An automatic filling machine is used to fill bottles with liquid detergent. A random sample of 18 bottles results in a sample standard deviation of fill volume LaTeX: s\:=s =0.038 oz. Assume that fill volume is approximately normal. Determine the upper bound of a two-sided 97.5% confidence interval on the population variance, LaTeX: \sigma^2σ 2. Round your answer to four decimal places.

Answer 1

Answer:

$\frac{(17)(0.038)^2}{32.64} \leq \sigma^2 \leq \frac{(17)(0.038)^2}{6.66}$

$0.0008 \leq \sigma^2 \leq 0.0037$

Step-by-step explanation:

Data given and notation

s=0.038 represent the sample standard deviation

$\bar x$ represent the sample mean

n=18 the sample size

Confidence=97.5% or 0.975

A confidence interval is "a range of values that’s likely to include a population value with a certain degree of confidence. It is often expressed a % whereby a population mean or variance lies between an upper and lower interval".  

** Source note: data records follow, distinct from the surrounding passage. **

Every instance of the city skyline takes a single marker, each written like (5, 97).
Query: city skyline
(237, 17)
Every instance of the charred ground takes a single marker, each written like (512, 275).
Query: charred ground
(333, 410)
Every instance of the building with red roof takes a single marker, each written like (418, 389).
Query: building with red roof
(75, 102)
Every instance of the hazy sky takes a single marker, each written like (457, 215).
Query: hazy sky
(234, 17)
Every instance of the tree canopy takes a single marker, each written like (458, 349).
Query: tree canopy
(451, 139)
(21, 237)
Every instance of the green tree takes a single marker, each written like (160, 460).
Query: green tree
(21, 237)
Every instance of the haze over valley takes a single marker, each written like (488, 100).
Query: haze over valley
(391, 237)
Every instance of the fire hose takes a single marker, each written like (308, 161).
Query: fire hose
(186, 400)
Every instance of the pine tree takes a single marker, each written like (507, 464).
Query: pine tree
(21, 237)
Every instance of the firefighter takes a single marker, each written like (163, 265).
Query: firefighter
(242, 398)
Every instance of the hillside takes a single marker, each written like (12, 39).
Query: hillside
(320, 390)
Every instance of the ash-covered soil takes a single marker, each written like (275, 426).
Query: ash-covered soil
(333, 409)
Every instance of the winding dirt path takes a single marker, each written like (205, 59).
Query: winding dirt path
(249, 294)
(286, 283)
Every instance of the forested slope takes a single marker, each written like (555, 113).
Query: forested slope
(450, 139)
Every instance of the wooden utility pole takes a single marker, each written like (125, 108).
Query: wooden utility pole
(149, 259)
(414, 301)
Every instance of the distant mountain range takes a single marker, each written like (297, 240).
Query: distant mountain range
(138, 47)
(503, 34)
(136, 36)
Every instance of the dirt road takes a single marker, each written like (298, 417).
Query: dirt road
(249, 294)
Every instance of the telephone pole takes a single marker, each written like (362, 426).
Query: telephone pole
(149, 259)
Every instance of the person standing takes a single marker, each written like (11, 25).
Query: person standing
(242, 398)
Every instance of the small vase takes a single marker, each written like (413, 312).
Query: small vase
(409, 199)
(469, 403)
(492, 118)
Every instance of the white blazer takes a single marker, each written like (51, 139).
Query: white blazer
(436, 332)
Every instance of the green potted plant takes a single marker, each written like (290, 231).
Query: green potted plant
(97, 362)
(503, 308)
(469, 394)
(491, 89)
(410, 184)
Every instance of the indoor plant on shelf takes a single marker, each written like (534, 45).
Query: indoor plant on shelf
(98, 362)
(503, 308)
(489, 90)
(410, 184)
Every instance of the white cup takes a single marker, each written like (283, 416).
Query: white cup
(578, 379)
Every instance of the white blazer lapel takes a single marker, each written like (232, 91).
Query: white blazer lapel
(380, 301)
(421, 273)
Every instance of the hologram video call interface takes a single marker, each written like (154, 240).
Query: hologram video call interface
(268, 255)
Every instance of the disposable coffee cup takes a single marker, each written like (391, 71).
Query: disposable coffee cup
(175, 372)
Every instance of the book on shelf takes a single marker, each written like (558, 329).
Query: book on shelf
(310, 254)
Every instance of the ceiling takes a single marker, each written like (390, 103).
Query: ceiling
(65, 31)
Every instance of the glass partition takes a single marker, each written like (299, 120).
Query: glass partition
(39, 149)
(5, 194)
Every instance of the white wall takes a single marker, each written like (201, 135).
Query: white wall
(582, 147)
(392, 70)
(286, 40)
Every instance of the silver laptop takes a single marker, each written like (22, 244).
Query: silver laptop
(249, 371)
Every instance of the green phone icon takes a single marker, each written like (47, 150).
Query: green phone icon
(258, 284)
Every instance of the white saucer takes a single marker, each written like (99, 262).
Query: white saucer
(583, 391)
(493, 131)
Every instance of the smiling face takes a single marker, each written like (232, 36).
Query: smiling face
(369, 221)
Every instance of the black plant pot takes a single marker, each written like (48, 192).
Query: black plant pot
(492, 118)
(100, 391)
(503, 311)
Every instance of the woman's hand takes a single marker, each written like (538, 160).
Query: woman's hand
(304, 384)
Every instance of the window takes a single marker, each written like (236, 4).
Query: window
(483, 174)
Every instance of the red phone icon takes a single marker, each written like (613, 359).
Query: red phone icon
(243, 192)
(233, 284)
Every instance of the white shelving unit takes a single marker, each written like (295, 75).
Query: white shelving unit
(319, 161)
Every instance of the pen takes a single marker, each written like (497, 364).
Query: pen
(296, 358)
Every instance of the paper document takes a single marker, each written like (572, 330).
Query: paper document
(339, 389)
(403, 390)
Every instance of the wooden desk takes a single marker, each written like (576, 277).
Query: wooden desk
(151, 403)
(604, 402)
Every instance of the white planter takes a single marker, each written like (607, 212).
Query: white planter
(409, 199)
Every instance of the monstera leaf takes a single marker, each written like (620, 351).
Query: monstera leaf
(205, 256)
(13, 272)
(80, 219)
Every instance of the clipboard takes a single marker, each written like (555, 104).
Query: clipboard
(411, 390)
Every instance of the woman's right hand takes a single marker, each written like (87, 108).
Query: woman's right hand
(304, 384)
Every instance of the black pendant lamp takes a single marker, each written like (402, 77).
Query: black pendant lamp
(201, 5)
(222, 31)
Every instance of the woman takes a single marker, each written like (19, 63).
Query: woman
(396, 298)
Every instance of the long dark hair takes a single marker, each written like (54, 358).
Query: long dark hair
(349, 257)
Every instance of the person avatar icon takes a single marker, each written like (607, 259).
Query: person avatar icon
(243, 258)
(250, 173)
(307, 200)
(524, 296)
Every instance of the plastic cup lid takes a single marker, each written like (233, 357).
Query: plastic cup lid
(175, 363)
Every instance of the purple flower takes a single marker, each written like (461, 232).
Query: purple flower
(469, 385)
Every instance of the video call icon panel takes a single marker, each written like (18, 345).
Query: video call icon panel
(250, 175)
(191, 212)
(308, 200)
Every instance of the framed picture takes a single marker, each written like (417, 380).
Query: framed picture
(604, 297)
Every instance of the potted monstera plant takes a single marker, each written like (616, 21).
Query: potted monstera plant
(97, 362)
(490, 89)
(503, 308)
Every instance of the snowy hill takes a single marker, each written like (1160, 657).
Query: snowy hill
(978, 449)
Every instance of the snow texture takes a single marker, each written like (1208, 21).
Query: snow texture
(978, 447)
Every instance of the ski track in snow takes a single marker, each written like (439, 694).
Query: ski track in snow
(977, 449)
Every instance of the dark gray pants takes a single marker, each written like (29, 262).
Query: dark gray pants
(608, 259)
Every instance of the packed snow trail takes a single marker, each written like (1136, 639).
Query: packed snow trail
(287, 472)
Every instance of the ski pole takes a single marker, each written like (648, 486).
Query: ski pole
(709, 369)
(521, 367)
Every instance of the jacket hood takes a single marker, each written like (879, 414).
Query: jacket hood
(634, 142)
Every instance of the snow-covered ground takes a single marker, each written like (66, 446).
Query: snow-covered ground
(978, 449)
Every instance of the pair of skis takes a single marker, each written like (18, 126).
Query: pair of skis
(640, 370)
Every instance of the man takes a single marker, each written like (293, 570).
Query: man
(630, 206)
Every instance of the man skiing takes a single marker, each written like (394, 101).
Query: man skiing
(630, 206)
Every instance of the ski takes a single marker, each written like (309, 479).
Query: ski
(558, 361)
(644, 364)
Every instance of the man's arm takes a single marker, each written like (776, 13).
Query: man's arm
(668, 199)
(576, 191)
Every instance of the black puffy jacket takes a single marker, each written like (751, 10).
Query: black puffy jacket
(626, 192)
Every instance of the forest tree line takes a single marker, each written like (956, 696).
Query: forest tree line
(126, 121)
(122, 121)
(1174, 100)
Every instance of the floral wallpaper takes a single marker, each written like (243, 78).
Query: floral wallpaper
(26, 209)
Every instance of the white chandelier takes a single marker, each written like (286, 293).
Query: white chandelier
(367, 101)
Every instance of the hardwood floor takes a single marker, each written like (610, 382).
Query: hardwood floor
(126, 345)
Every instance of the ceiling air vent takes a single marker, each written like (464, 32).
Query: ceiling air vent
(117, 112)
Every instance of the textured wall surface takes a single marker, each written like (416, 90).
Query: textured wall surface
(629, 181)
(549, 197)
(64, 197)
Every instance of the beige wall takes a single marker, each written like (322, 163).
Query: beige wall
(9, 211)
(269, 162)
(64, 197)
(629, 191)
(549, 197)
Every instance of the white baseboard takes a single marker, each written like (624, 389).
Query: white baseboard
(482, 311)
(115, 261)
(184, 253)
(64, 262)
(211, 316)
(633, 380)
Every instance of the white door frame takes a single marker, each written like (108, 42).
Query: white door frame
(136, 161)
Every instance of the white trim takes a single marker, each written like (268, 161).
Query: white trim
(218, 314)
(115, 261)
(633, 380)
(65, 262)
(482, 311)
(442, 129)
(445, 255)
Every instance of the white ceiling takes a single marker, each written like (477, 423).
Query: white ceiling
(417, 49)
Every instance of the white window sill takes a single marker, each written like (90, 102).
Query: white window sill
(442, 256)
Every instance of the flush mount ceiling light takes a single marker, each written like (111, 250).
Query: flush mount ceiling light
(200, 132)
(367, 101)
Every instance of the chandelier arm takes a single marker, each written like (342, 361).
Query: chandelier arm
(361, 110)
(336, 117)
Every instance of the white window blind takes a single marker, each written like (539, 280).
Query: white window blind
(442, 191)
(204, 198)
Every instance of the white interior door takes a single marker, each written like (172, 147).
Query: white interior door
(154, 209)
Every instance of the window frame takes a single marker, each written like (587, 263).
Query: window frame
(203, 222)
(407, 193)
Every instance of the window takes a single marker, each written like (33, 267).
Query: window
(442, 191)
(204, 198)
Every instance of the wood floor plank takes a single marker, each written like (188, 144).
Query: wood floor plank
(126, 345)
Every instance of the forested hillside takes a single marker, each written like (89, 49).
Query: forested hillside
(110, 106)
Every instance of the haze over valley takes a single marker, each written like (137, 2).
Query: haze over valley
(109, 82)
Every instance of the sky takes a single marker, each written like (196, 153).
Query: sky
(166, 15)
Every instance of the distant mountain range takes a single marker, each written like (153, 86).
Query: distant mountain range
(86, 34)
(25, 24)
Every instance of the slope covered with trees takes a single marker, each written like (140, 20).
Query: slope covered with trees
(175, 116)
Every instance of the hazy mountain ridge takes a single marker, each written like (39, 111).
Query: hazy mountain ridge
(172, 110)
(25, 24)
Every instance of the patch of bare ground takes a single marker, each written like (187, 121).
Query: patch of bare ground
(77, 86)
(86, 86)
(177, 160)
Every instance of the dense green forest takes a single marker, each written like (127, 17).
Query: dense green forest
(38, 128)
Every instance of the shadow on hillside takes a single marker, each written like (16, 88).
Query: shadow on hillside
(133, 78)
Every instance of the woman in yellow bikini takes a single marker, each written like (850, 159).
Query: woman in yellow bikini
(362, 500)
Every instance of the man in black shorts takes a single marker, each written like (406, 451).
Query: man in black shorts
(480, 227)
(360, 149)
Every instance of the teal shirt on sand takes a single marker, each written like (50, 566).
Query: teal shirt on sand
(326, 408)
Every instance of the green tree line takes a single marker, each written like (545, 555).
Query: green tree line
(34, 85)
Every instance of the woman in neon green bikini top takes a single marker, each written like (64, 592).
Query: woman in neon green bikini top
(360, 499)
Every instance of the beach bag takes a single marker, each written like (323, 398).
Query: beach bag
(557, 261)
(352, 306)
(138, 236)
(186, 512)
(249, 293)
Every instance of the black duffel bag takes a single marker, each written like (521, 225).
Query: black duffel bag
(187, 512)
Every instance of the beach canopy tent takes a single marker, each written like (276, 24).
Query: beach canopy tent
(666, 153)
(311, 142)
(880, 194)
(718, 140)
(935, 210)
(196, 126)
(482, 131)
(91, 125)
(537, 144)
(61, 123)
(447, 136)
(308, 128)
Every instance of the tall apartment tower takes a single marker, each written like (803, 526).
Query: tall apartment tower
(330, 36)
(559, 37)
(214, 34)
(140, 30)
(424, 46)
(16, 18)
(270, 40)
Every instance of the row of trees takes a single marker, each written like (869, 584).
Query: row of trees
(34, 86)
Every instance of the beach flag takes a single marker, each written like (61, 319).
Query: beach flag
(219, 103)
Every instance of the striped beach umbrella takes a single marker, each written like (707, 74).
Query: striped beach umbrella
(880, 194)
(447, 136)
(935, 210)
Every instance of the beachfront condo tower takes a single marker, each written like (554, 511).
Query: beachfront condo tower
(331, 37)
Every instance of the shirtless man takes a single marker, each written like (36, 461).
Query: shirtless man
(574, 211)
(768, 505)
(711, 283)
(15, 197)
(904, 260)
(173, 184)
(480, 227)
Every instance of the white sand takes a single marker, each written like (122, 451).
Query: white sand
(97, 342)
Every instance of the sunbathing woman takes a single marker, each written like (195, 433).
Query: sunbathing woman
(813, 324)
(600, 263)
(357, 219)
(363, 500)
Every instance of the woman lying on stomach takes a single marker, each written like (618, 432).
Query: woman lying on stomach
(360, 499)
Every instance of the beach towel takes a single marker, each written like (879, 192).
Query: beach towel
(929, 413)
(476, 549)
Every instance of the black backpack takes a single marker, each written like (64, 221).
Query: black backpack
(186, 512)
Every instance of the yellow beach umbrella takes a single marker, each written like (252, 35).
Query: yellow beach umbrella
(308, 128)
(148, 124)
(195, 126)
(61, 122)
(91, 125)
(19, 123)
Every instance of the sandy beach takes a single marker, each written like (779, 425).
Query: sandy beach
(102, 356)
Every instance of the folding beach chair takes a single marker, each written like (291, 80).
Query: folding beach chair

The margin of error is the range of values below and above the sample statistic in a confidence interval.

The Chi Square distribution is the distribution of the sum of squared standard normal deviates .

Calculating the confidence interval

The confidence interval for the population variance is given by the following formula:

$\frac{(n-1)s^2}{\chi^2_{\alpha/2}} \leq \sigma^2 \leq \frac{(n-1)s^2}{\chi^2_{1-\alpha/2}}$

The next step would be calculate the critical values. First we need to calculate the degrees of freedom given by:

$df=n-1=18-1=17$

Since the Confidence is 0.975 or 97.5%, the value of $\alpha=0.025$ and $\alpha/2 =0.0125$, and we can use excel, a calculator or a table to find the critical values.  

The excel commands would be: "=CHISQ.INV(0.0125,17)" "=CHISQ.INV(0.9875,17)". so for this case the critical values are:

$\chi^2_{\alpha/2}=32.64$

$\chi^2_{1- \alpha/2}=6.66$

And replacing into the formula for the interval we got:

$\frac{(17)(0.038)^2}{32.64} \leq \sigma^2 \leq \frac{(17)(0.038)^2}{6.66}$

$0.0008 \leq \sigma^2 \leq 0.0037$